土曜日, 12月 18, 2004

重なる聖地 

世界遺産の街、ランス(Reims)はフランス王が戴冠式を行う場所として知られている。フランスの王位継承者はランスで戴冠式(Sacre)を行って初めて正式なフランス王となるわけだ。
その起源は、それこそ、フランス王国の起源にまで遡る。もっとも、その時はフランク王国といった。
ゲルマン民族の中のフランク族の2大部族、サリ族とリブリア族のうちのサリ族のクローヴィス(465-511)が496年にランス司教レミ(St.Remy,聖レミギウス[440?-534])から洗礼を受けのが始まりとされている。当時、ランスには天使が齎したとされる聖なる油があってこれを全身に塗られた者は神から特別な力を与えられると信じられていた。
こういう謂れがあるから、戴冠式のことを聖別式(Sacre)とか塗油式(Onction)ともいう。聖別というのは、キリスト教では神が神のために分離することを意味する。神が所有権を明確にすることとでも言えるだろう(正確ではないが分かり易く)。
そうして、聖別されたからには、王位継承者はただの人間ではない。もの凄いパワーを内に秘めてフランス全土を統治する君主ということになる。

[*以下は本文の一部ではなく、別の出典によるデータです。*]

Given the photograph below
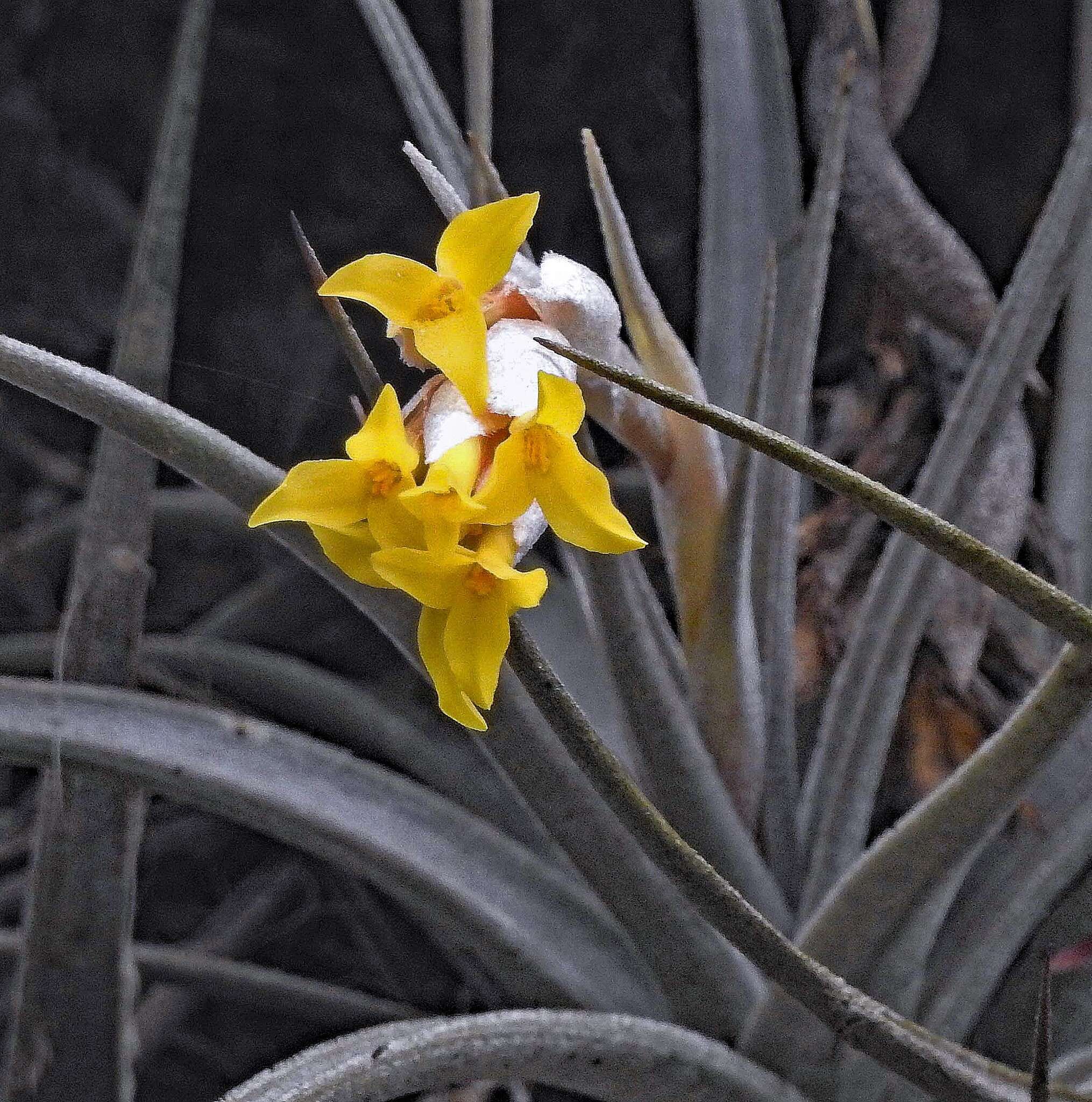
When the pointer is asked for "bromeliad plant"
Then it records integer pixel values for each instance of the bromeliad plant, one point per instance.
(494, 469)
(536, 891)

この生まれ変わりで引合いに出されるのが英仏百年戦争(1337-1453)の最中に、あのジャンヌ・ダルクによってランスで正式に王位に就いた王太子シャルルことシャルル7世。彼が何故、オルレアンでフランス王の宣言を行っていたにも関わらず、王太子と呼ばれていたか。それは、まだ聖別されていなかったからに他ならない。
しかし、何故、ランスか。
クローヴィス(465-511)の時代から、いや、それ以前から、ランスはいわば特別な地、聖地として知られていた。フランスは現在はカトリックの国として知られている。そして、カトリックの聖地とされる場所が多くある。そのカトリックの聖地とされる場所が、実はケルト人の古くからの聖地だったという場合が少なくない。その昔、古代ローマ人がフランスに相当する地をガリアと呼んでいた頃(紀元前6世紀-紀元前1世紀)にはケルト人達が住まう土地だった。カエサルによって紀元前56年にウェネティー族が制圧されるとケルト人はローマ帝国の支配下に、後にはゲルマン民族の支配下に置かれた。ゲルマン民族であるフランス王家に対してフランス西部地方(ブルターニュ公国)が半独立の姿勢をとり、英仏百年戦争でも鍵を握っていたのには微かにではあっても連綿と続くケルト民族の血が影響していたのかもしれない。ちなみに、ケルト人の地、フランスのブルターニュ(Bretagne)はイギリスの本土であるブリテン島と響きが似ている。似ているのは当たり前で、ローマ帝国に追われてブリテン島に渡ったケルト人達(ブリトン[Britain]人)が5世紀中頃以降のゲルマン民族大移動で押し寄せてきたゲルマン民族のアングロ=サクソン族によって駆逐され再び故地に戻って来た地がブルターニュ(Bretagne)。
というわけで、紀元前4670年から2000年の新石器時代に建造されたメンヒルと呼ばれる列状巨大立石群で知られるブルターニュ南部のカルナック遺跡を初めとしてケルト民族(あるいは)の遺跡が多い。
ナポレオン・ボナパルトことナポレオンI世は慣例に反して、あるいは民衆に支えられた自分をの力こそを信じてか、ランスではなくパリのノートルダム大聖堂で戴冠式を行った(1804年12月2日)。ところが、その地、パリのシテ島も紀元前3世紀頃から定住したケルト民族のパリシイ人達の聖地だったことが知られている。
聖地の上に聖地が積み重ねられ、それがやがてその上に暮らす人々にも影響を及ぼすということなのかもしれない。しかも、その聖地、カルナック遺跡が冬至や夏至の観測のための建造物ではないかと考えられているように天体の動き、太陽の動きと少なからず関係(レイライン[Leyline])がある。
思考は巡るが、とりあえず今日の所は。